Tuesday, June 16, 2009

Local firms keen to lend R2.7bn to Zimbabwe

June 15, 2009 - Bloomberg

South African companies were willing to provide Zimbabwe with a R2.75 billion credit line once the ailing country had signed an investment protection accord, Zimbabwe's Finance Minister Tendai Biti said at the World Economic Forum (WEF) on Africa in Cape Town on Friday.

South African companies wanting to enter Zimbabwe included Netcare and FirstRand's FNB, Biti said. The investment accord should be signed by the end of this month.

The agreement was negotiated by ministers from the two countries in March and was supposed to have been signed in Polokwane on April 14, Biti said, but a problem had emerged with the wording of one clause.

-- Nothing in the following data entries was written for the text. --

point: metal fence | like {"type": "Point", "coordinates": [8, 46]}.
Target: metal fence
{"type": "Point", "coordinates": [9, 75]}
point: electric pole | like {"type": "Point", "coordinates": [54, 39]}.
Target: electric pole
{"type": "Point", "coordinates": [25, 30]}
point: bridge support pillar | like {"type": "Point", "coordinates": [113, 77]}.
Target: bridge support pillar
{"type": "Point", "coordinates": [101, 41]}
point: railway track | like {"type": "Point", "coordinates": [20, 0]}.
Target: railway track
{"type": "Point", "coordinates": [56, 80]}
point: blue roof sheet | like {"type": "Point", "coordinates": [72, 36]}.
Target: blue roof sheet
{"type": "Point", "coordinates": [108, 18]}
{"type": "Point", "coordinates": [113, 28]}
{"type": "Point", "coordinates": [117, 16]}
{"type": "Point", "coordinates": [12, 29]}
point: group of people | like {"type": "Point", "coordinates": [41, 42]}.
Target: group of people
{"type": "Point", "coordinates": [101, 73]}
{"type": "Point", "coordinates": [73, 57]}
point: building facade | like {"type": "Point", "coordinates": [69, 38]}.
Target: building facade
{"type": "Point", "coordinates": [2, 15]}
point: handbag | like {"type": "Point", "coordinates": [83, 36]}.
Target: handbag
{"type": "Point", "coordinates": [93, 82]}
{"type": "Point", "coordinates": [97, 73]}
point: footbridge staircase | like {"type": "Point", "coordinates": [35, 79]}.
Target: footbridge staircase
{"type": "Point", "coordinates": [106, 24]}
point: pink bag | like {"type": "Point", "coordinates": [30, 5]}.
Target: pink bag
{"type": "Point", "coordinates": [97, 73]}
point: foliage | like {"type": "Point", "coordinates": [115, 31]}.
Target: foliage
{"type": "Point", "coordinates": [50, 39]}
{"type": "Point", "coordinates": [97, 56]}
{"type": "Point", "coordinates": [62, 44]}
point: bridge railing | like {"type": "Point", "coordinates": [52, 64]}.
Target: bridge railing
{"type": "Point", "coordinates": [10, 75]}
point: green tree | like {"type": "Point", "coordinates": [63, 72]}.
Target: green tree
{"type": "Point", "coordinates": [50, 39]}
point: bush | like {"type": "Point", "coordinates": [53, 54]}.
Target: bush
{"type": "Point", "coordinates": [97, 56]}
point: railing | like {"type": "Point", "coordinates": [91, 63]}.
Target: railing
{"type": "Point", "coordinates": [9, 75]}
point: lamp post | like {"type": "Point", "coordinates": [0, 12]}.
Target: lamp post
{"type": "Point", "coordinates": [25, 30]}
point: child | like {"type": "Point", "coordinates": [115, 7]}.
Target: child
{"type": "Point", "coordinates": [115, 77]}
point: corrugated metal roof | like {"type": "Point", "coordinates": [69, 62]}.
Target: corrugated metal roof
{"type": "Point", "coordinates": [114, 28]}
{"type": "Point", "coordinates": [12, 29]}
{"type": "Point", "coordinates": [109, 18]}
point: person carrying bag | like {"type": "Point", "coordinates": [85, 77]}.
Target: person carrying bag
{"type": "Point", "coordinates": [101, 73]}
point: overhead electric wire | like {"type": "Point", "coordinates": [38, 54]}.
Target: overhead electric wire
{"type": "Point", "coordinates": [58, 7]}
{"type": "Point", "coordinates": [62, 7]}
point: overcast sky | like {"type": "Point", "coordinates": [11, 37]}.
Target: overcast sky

"To me, it's really a problem of having too many lawyers involved."

Biti said he had met Minister of Trade and Industry Rob Davies last week and there was now "an understanding" on the wording of the clause.

"The principle at play was what is the application of the agreement in respect of land that was acquired in terms of the land reform programme. I think the South Africans were generous to accept that the land reform has happened."

But putting that into a legal phrase was the problem.

Earlier, Deputy Prime Minister Arthur Mutambara said that Zimbabwe's power-sharing government was "on a very positive trajectory" and should be given "a fighting chance".

The administration was redefining the role of the government to be an enabler and facilitator, leaving the private sector to be the "doers", he said.

The government acknowledged that it could not provide infrastructure, such as roads, telecoms and electricity, on its own. The parastatals it owned were in a dire state.

Mutambara said: "We are saying, as a government, we are no longer keen on owning 100 percent of a rat. It's better to own 10 percent of an elephant."

Biti said Zimbabwe's economy should expand more than 4 percent this year, as the unity government implemented fiscal and monetary changes and attracted foreign investment.